1. Overview
Simply put, a CSV (Comma-Separated Values) file contains organized information separated by a comma delimiter.
In this tutorial, we’ll look into different options to read a CSV file into a Java array.
2. Sample CSV File
Let’s use a sample CSV file, book.csv:
Mary Kom,Unbreakable
Kapil Isapuari,Farishta
As a first choice, we should specify a comma delimiter to split a line into distinct values in a Java application:
public static final String COMMA_DELIMITER = ",";
It is important to note that no single delimiter character or regular expression can parse all types of values. This applies not just to values with embedded commas, but those with other embedded characters as well.

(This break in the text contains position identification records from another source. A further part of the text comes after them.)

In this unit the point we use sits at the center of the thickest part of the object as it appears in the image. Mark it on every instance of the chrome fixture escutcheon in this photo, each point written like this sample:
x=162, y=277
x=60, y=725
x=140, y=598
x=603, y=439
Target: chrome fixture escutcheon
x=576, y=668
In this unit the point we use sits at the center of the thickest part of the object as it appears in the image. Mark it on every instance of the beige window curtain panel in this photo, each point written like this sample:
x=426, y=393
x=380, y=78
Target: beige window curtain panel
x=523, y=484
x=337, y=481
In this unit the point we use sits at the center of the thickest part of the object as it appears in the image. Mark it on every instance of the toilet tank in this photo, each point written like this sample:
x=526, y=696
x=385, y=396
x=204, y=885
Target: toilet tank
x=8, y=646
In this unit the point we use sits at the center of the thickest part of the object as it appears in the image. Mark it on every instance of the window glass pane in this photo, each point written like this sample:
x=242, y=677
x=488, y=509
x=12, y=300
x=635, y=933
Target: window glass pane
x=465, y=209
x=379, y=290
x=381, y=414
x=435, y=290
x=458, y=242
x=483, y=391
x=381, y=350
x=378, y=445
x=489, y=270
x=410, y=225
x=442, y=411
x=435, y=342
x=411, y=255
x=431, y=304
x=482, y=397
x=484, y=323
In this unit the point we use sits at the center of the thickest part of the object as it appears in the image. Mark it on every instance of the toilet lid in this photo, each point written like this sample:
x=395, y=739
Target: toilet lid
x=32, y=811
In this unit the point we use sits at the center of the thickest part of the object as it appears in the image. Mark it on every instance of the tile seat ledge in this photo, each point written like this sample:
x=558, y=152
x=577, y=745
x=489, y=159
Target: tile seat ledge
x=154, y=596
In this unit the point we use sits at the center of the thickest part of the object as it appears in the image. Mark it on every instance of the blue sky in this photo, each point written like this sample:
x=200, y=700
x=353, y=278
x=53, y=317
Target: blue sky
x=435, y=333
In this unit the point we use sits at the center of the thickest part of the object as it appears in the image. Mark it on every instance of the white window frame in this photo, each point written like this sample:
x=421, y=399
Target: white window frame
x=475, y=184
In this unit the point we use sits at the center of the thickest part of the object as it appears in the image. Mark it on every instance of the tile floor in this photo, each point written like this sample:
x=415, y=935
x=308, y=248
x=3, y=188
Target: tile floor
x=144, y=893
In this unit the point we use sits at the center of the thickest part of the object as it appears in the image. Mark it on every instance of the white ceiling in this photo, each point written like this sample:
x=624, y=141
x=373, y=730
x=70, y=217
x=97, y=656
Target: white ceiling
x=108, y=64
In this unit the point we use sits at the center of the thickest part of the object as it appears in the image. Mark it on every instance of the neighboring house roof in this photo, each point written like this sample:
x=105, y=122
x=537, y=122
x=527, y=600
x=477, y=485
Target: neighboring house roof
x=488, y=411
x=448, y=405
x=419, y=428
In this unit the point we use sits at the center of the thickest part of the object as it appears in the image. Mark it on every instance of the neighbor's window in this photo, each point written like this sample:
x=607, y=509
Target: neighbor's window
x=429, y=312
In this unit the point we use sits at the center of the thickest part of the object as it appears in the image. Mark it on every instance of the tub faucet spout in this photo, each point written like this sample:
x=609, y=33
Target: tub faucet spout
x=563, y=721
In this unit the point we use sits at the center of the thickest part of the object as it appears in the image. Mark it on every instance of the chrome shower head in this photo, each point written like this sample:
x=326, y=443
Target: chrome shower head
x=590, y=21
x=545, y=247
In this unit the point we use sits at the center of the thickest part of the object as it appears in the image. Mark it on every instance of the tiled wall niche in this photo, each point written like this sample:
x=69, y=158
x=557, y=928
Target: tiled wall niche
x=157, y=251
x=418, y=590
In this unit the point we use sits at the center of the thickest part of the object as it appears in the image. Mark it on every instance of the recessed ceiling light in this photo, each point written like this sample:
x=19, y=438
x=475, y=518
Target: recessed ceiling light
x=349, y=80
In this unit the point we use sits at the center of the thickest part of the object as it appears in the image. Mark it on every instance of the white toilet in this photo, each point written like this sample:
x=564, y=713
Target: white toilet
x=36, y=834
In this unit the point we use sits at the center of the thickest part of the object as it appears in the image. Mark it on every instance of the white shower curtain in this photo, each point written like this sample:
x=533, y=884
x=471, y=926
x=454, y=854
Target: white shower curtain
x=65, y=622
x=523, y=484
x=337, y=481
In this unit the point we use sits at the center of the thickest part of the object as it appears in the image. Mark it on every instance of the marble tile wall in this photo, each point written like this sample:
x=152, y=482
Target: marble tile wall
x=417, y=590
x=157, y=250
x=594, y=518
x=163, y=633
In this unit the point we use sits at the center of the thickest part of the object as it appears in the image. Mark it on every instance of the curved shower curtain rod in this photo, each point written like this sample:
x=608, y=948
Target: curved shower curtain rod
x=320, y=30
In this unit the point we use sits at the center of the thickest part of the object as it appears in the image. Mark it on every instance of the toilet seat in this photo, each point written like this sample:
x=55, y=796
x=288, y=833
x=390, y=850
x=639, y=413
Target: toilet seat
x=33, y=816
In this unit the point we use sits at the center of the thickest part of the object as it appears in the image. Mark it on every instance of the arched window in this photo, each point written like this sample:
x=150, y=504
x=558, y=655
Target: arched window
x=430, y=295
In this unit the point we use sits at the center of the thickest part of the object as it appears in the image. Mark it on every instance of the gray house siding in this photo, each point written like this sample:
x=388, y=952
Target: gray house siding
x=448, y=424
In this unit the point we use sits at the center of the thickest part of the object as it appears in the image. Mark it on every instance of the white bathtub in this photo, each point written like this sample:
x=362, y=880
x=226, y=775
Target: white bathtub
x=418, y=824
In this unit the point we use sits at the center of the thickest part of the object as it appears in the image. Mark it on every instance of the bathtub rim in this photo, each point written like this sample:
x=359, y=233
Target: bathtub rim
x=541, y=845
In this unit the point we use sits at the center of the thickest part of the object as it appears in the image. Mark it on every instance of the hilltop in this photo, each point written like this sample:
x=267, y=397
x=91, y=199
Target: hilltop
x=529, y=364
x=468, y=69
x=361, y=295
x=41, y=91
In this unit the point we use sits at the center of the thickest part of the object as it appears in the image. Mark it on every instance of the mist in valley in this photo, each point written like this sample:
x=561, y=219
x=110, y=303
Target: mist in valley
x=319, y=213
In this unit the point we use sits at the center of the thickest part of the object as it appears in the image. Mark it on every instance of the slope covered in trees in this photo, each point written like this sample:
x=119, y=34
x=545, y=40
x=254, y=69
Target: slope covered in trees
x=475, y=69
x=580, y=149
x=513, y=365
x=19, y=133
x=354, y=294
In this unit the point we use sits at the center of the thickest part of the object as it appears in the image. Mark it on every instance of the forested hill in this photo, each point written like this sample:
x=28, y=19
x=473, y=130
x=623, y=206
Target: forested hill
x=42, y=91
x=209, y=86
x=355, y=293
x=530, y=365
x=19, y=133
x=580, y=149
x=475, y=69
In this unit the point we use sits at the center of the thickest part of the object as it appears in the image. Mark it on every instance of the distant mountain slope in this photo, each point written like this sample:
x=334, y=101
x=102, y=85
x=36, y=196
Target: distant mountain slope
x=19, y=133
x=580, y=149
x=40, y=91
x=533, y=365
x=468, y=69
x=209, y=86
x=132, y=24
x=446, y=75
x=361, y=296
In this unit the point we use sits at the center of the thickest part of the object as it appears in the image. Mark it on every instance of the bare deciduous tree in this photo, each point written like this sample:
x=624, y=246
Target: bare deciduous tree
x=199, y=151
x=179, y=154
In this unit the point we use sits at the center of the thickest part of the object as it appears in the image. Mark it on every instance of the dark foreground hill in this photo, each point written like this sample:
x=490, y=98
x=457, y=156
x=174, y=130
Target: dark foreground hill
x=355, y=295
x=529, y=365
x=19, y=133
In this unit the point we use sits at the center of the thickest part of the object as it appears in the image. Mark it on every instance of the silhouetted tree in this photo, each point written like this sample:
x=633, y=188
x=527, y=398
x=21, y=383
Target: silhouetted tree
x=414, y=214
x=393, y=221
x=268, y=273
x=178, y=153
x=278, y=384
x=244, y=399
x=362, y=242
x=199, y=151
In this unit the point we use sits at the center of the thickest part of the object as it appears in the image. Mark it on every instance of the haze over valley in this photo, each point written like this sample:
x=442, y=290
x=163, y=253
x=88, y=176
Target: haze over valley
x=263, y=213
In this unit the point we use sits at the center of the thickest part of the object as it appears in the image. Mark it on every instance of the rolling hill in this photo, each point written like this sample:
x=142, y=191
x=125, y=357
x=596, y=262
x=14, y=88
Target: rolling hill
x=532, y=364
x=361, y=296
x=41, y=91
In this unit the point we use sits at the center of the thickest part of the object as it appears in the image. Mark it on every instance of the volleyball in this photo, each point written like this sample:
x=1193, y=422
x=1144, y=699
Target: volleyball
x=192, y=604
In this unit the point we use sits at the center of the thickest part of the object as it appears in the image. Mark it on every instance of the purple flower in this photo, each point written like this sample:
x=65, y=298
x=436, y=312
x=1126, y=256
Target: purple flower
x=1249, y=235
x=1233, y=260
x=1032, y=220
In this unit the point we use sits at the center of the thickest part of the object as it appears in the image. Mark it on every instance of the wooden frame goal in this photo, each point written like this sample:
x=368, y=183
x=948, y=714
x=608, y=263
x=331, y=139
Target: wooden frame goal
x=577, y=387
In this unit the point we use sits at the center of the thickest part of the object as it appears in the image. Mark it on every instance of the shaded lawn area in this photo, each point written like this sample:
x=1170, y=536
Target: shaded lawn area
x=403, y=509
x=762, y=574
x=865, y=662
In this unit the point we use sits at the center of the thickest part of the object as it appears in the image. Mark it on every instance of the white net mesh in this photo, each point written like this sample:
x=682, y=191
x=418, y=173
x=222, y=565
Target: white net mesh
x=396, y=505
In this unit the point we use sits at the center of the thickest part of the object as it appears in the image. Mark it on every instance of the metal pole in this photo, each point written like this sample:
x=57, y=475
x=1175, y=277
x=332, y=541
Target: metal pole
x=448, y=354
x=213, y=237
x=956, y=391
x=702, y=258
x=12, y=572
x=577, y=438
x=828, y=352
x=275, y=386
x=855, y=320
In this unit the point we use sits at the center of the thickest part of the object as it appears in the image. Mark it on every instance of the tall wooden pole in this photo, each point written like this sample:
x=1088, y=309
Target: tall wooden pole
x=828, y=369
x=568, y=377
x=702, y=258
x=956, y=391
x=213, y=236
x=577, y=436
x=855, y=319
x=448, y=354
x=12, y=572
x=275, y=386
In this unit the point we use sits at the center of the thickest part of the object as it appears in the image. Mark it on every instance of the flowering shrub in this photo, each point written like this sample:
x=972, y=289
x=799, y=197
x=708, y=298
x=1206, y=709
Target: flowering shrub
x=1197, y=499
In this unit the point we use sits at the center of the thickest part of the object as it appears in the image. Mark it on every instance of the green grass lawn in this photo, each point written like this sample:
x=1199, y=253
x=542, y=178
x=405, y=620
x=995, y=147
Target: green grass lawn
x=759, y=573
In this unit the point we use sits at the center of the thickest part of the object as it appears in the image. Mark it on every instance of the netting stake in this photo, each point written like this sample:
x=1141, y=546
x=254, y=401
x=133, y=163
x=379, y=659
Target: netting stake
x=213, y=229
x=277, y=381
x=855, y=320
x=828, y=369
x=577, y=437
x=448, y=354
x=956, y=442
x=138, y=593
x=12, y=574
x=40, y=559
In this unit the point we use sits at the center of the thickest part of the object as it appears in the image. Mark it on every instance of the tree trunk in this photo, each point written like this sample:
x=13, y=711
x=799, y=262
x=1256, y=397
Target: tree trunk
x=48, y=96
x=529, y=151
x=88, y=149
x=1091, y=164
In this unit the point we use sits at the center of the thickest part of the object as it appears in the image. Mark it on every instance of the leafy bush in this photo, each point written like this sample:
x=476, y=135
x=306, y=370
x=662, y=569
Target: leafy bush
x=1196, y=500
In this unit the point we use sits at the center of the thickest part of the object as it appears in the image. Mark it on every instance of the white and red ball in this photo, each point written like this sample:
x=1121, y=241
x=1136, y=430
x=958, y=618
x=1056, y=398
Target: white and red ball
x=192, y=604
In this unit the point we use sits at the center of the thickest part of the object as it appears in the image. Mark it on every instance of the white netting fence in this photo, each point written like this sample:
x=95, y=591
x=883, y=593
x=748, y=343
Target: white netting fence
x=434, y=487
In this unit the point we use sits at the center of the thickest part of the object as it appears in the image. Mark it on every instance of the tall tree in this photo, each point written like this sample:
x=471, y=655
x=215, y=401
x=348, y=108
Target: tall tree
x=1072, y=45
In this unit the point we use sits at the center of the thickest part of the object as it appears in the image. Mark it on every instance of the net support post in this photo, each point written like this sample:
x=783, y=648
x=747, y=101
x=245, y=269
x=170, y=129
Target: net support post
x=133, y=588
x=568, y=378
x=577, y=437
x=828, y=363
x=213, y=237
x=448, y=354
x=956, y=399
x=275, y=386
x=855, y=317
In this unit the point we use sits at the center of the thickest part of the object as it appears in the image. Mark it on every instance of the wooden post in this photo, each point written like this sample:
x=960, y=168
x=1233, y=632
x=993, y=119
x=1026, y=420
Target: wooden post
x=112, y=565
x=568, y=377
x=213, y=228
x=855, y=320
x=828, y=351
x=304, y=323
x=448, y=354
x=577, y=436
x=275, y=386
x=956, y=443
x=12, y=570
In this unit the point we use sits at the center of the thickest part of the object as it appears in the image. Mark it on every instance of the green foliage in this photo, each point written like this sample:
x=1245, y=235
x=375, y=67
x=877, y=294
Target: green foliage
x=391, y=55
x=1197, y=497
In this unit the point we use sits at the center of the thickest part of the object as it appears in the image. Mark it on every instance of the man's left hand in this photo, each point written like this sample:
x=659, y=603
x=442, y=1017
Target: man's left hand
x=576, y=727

When we have a preexisting CSV file with the delimiter character or regular expression embedded in one or more values, we should change the delimiter character or regular expression if we can’t use any of the methods discussed in this tutorial.
When we create a new CSV file, we should choose the delimiter character or regular expression to be one that is not embedded in any of the values.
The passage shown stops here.